Now, replacing an element means adding an observation and removing another one; both can be computed with the formula above. However, keep in mind that problems of numerical stability may ensue; the quoted article also proposes numerically stable variants.

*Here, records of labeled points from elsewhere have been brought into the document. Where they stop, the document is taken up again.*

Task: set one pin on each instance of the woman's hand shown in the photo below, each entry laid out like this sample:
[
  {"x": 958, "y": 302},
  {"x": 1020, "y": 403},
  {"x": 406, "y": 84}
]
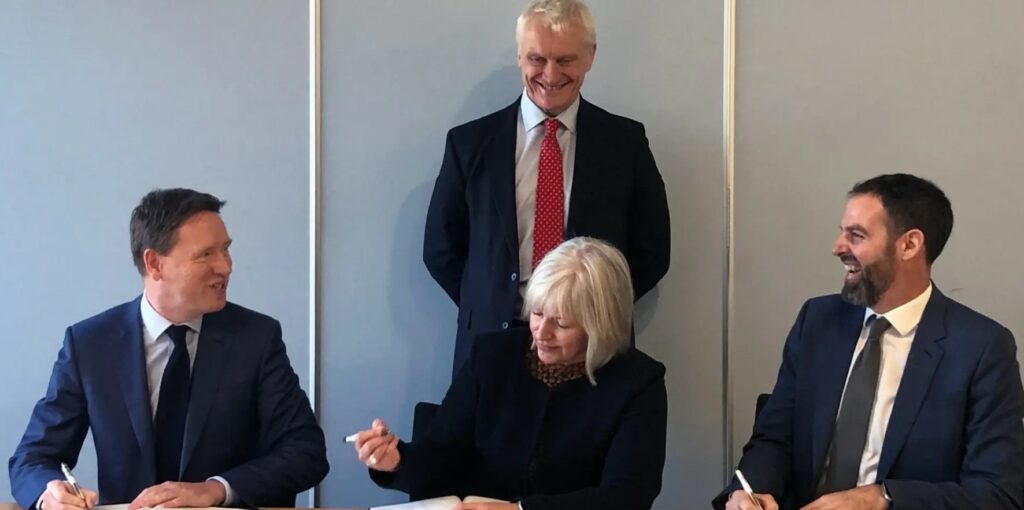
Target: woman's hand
[{"x": 378, "y": 448}]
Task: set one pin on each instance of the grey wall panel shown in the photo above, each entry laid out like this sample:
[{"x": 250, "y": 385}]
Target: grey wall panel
[
  {"x": 99, "y": 103},
  {"x": 396, "y": 76},
  {"x": 830, "y": 92}
]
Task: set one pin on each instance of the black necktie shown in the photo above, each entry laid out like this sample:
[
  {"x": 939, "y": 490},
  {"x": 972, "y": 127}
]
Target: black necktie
[
  {"x": 172, "y": 408},
  {"x": 854, "y": 418}
]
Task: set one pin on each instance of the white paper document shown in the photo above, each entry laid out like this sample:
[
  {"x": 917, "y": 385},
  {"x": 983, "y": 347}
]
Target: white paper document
[{"x": 446, "y": 503}]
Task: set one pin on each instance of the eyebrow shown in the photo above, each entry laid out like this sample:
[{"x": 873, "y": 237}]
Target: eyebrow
[{"x": 856, "y": 227}]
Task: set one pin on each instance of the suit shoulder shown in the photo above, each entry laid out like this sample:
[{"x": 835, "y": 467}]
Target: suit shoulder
[
  {"x": 634, "y": 368},
  {"x": 483, "y": 125},
  {"x": 239, "y": 312},
  {"x": 612, "y": 121},
  {"x": 499, "y": 345}
]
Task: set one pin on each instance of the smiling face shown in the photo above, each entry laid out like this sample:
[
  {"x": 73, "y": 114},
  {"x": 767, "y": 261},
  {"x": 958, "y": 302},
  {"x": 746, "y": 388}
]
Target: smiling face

To derive the formula by yourself, compute
(n−1)(σnew2−σold2)using the definition of sample variance and substitute
μnewby the formula you gave when appropriate. This gives you
σnew2−σold2in the end, and thus a formula for
σnewgiven
σoldand
μold. In my notation, I assume you replace the element
xnby
xn′:
The
xkin the sum transform into something dependent of
μold, but you’ll have to work the equation a little bit more to derive a neat result. This should give you the general idea.
답변
Based on what i think i’m reading on the linked Wikipedia article you can maintain a “running” standard deviation:
real sum = 0;
int count = 0;
real S = 0;
real variance = 0;
real GetRunningStandardDeviation(ref sum, ref count, ref S, x)
{
real oldMean;
if (count >= 1)
{
real oldMean = sum / count;
sum = sum + x;
count = count + 1;
real newMean = sum / count;
S = S + (x-oldMean)*(x-newMean)
}
else
{
sum = x;
count = 1;
S = 0;
}
//estimated Variance = (S / (k-1) )
//estimated Standard Deviation = sqrt(variance)
if (count > 1)
return sqrt(S / (count-1) );
else
return 0;
}
Although in the article they don’t maintain a separate running sum
and count
, but instead have the single mean
. Since in thing i’m doing today i keep a count
(for statistical purposes), it is more useful to calculate the means each time.
답변
Given original
x¯,
s, and
n, as well as the change of a given element
xnto
xn′, I believe your new standard deviation
s′ will be the square root of
where
, with
x¯′denoting the new mean.
Maybe there is a snazzier way of writing it?
I checked this against a small test case and it seemed to work.